The Rollup solution is actually a phoenix that has learned from the bloody lessons of the development of Layer-2. Its greatest feature is that it provides full protection for the security of users' funds. Because anyone who obtains the transaction data can reconstruct the state, and the blockchain guarantees the perpetual data availability of these transaction data, the rollup solution can provide the best user protection among the layer-2 solutions. Only with such a solution will users dare to really use it. Abandoning this benefit and designing the system based on the optimistic assumption of maximizing performance can only design something that users dare not use. As long as you realize that rollup is essentially a contract design pattern, the myth that "PoS + data sharding + rollup can provide greater throughput" can be seen through at a glance - rollup can provide the same scalability regardless of the consensus, and data sharding can provide more. It is just because other security assumptions are introduced that rollup sacrifices security in exchange for throughput - the problem is that such contracts, which are less secure and more scalable than rollup, have appeared before, and they cannot be designed on the pow chain, but no one uses them even if they are designed.
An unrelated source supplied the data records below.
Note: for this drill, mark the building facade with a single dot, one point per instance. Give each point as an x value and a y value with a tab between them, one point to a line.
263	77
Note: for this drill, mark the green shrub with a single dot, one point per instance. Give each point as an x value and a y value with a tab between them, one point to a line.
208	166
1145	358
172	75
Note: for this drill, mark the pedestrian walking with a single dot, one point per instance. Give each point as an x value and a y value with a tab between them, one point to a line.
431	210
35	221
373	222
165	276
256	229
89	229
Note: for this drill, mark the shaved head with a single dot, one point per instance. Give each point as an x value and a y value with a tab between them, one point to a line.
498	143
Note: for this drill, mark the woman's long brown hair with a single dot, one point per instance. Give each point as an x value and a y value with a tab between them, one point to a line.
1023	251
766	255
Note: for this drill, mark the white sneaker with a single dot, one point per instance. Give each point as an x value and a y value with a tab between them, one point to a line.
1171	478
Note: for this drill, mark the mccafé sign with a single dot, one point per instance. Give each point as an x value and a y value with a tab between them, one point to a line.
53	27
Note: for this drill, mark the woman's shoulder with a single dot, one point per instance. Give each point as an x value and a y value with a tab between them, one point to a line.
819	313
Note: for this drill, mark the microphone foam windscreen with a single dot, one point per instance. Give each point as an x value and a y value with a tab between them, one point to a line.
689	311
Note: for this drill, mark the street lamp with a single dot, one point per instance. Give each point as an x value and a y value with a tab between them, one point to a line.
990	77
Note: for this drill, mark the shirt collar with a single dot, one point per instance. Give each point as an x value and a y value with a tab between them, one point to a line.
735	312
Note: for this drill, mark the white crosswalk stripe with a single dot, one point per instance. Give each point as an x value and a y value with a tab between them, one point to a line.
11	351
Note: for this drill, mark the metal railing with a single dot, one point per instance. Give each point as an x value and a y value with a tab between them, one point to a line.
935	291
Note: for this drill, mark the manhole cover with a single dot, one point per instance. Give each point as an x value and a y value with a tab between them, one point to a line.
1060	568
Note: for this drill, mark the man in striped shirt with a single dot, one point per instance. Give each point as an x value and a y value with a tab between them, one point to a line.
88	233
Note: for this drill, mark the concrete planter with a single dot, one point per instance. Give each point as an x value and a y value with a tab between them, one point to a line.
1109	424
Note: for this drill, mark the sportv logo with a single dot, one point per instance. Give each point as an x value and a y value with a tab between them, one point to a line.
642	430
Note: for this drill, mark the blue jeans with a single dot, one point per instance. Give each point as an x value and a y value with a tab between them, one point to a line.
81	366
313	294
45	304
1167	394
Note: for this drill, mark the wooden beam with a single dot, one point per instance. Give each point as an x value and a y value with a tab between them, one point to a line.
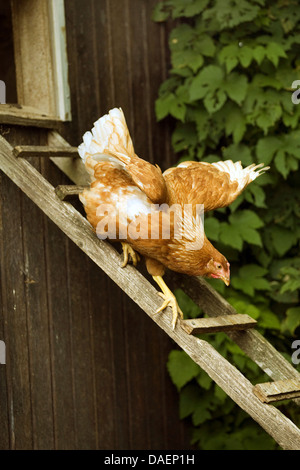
18	115
66	192
223	323
45	151
141	291
270	392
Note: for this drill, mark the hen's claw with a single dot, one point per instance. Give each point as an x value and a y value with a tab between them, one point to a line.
169	300
129	251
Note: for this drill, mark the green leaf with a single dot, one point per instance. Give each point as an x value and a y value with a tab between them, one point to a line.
245	56
281	163
251	278
282	239
236	87
230	236
214	101
235	125
182	368
189	401
246	219
274	51
258	53
229	56
207	81
212	228
238	153
266	149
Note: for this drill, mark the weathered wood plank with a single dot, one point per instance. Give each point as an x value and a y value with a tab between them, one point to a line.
223	323
73	168
18	115
45	151
60	326
270	392
70	191
145	295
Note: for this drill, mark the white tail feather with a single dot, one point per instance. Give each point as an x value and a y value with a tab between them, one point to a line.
244	176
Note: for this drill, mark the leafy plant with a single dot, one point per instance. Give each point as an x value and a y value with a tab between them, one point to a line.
229	91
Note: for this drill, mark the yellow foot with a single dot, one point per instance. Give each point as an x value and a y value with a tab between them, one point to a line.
169	300
128	251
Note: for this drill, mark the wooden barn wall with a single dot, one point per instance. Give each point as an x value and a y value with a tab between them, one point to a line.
86	368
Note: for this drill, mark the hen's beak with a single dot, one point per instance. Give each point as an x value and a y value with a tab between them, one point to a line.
226	280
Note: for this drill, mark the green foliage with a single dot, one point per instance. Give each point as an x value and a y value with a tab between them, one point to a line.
229	91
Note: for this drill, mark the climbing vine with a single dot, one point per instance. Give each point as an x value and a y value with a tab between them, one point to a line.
232	93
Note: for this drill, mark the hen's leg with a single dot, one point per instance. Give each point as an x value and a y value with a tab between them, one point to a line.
169	300
129	251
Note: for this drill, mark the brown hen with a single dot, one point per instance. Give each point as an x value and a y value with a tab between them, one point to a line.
159	215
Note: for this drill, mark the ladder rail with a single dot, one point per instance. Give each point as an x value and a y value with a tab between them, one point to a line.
74	225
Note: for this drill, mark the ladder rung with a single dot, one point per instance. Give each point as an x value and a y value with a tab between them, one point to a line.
68	191
239	321
275	391
45	151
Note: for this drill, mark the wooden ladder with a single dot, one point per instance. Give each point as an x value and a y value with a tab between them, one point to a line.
55	203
Since 2017, the Ethereum community has been struggling to explore secure scalability solutions for practical needs. Many people may have believed that "PoS + sharding" can provide strong scalability, but that is a "sharded execution system" with its own problems. The "executable beacon link" in front of us is nothing more than sacrificing the properties of the contract itself in exchange for throughput. To this day, there is no evidence that Ethereum should embrace PoS for scalability. In the final analysis, only performance improvements that meet user needs are truly meaningful performance improvements. If we do not start from the actual needs of users, but instead start from the assumption of technical beauty or maximizing performance, we can only design castles in the air. If possible, let users make their own decisions. Worrying too much at the protocol layer often increases friction. Should Ethereum's roadmap change? Of course, we should abandon these unrealistic fantasies and go back to ask what users need.